A Nation of Trentons

Government employees’ unions already maintain a death grip on the finances of most state and local governments, and a remarkably bad piece of legislation — the Public Safety Employer-Employee Cooperation Act — threatens to tighten that stranglehold, imposing the unionization of public-safety workers in the 21 states that currently do not extend that privilege. We are not surprised that most Democrats are supporting the bill, which empowers and enriches one of their most important constituencies; we are surprised and disheartened that some Republicans are backing it.

This bill is bad policy and bad politics. It is bad policy because government employees are overpaid and overpensioned, and wider unionization will make that worse. State and local governments already heave under the burden of their swollen payrolls, while the time-bomb of unfunded government-worker pension liabilities is set to blow a multitrillion-dollar hole in state and local budgets within a few years.

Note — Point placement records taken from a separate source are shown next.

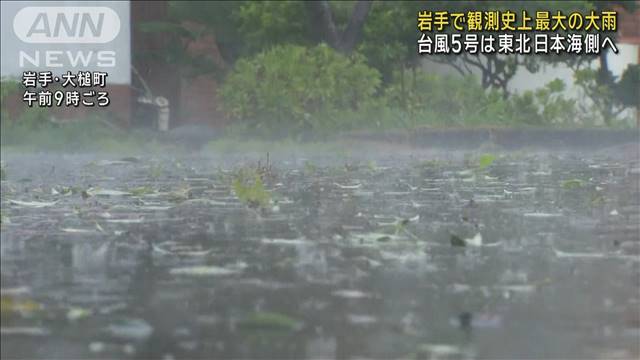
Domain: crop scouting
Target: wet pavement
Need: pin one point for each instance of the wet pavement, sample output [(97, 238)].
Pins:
[(454, 255)]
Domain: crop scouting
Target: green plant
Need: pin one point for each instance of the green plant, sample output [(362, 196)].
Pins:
[(290, 89), (249, 188)]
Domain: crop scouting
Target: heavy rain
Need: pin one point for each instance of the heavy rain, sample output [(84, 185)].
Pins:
[(296, 180)]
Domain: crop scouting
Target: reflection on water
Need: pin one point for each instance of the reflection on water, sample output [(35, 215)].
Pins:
[(350, 261)]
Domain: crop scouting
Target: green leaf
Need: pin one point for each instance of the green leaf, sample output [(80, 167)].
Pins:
[(270, 320), (486, 160), (457, 241), (572, 184)]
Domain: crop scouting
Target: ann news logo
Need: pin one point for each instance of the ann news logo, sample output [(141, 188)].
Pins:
[(81, 25)]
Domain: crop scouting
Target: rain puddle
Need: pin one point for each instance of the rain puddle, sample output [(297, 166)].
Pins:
[(501, 256)]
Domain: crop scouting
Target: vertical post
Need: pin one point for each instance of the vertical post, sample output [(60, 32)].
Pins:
[(148, 49)]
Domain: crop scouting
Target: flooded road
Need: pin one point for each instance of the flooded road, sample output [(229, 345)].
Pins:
[(446, 256)]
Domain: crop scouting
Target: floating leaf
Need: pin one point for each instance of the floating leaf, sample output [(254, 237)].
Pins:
[(250, 190), (203, 271), (270, 320), (106, 192), (10, 305), (141, 190), (486, 160), (32, 204), (572, 184), (76, 313), (457, 241)]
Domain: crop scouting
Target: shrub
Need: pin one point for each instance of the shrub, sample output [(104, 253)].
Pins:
[(290, 89)]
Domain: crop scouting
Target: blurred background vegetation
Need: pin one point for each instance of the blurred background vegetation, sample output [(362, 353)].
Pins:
[(291, 69)]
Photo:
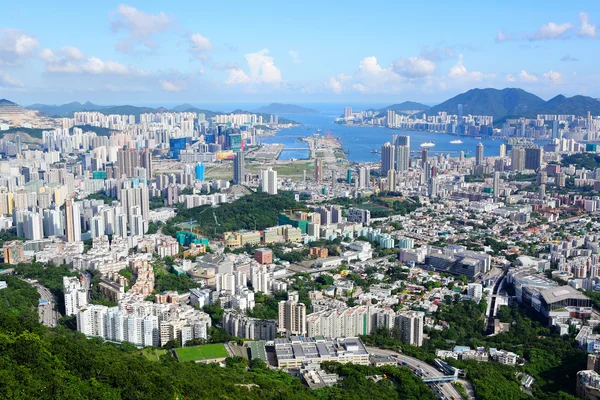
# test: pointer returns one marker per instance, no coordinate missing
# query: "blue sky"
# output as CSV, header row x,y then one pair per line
x,y
311,51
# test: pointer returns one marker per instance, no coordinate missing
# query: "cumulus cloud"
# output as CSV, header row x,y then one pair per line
x,y
459,71
70,59
261,70
8,81
414,67
553,76
502,37
586,29
569,58
199,45
139,25
173,86
295,56
551,30
524,76
15,45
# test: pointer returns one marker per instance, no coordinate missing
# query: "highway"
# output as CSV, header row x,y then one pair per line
x,y
429,371
47,307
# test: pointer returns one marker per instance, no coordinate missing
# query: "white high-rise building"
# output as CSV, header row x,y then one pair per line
x,y
269,181
292,316
91,320
32,225
76,295
410,324
260,278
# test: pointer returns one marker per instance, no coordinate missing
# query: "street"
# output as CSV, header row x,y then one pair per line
x,y
46,307
429,371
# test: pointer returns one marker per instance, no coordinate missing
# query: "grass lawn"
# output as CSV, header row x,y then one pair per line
x,y
196,353
154,354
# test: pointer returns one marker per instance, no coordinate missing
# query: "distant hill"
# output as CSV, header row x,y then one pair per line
x,y
499,103
577,105
66,109
407,107
279,108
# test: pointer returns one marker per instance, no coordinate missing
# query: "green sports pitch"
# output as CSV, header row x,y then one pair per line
x,y
198,353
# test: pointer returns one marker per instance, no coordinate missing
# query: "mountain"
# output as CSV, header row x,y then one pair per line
x,y
66,109
576,105
407,107
499,103
279,108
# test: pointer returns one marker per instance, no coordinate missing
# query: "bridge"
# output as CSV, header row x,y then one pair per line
x,y
441,379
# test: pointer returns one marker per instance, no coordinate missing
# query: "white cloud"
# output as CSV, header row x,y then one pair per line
x,y
73,53
414,67
502,37
553,76
173,86
237,76
586,29
337,83
526,77
70,59
261,70
8,81
459,71
15,45
139,25
551,30
199,44
569,58
295,56
94,65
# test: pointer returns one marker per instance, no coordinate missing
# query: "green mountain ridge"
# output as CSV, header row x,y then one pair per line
x,y
405,106
498,103
279,108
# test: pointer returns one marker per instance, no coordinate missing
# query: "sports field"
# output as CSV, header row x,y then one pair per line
x,y
205,352
154,354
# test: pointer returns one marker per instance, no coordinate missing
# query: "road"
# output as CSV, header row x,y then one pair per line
x,y
47,306
429,371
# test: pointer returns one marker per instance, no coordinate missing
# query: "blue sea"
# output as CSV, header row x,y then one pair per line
x,y
360,141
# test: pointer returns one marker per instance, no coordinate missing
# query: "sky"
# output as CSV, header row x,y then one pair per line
x,y
156,52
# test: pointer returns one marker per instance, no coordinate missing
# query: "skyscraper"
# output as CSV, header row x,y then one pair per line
x,y
388,157
411,326
292,316
269,181
128,160
555,129
517,159
496,188
146,162
392,180
502,150
72,221
479,154
402,144
318,170
391,119
239,168
533,158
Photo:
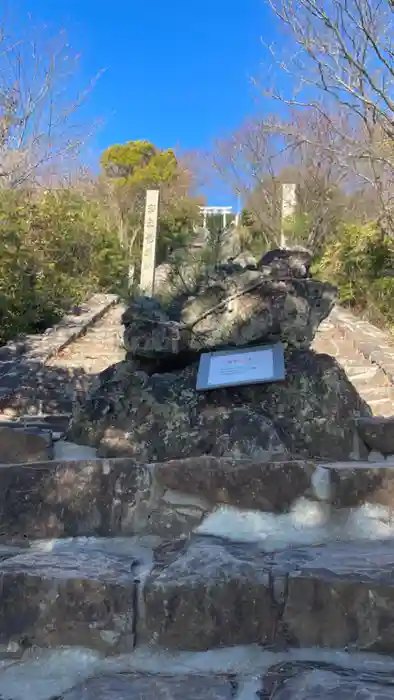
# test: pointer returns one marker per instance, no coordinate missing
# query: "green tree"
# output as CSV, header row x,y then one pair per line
x,y
130,169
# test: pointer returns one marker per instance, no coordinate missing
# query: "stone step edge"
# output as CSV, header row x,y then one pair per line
x,y
48,345
373,344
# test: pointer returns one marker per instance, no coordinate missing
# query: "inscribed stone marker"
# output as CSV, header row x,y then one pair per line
x,y
289,203
242,366
148,261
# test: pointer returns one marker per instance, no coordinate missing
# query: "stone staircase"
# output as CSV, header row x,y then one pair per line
x,y
198,578
370,380
174,580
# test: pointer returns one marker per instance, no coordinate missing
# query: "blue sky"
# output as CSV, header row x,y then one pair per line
x,y
176,72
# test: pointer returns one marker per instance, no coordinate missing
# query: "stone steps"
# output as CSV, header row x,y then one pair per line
x,y
370,381
196,557
302,576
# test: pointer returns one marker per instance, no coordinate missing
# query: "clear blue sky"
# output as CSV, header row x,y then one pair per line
x,y
176,72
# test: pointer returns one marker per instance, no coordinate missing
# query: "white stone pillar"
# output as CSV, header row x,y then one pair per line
x,y
289,203
148,260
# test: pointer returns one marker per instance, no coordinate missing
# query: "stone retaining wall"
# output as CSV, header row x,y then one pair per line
x,y
20,358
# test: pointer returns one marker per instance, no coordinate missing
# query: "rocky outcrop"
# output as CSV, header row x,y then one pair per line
x,y
160,417
232,306
209,593
148,408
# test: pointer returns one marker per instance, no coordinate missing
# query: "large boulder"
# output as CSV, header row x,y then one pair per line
x,y
160,417
232,306
292,262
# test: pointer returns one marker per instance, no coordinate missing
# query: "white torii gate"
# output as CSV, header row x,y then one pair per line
x,y
210,211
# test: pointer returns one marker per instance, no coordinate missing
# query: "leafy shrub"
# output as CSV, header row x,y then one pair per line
x,y
56,248
360,262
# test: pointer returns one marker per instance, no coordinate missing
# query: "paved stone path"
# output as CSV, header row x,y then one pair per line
x,y
52,388
370,381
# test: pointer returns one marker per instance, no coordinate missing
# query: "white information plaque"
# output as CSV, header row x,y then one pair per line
x,y
241,366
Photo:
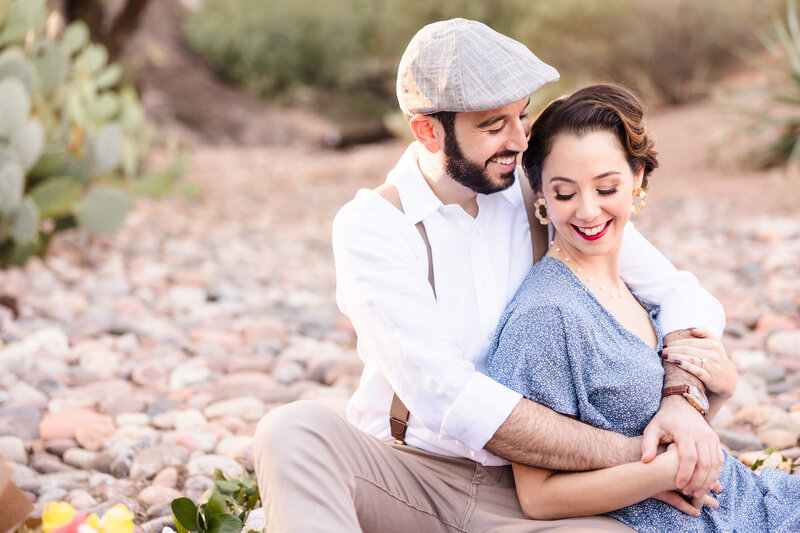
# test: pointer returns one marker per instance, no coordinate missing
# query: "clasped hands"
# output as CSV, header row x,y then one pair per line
x,y
694,443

Some states and municipalities are in deep crisis already, while others have managed their affairs with relative aplomb. In most cases, those jurisdictions that have come through the recent recession without descent into utter crisis have been those that enjoy the flexibility and ability to innovate that comes from having a fluid work force — which is to say, a work force that is not subject to the rigidities imposed by public-sector unions. The size of paychecks is not the only concern, or even the principal one, when it comes to the unionization of government work forces: Inflexible work rules, the politicization of the work place, and the protection of low-performing workers are equal problems, if not greater.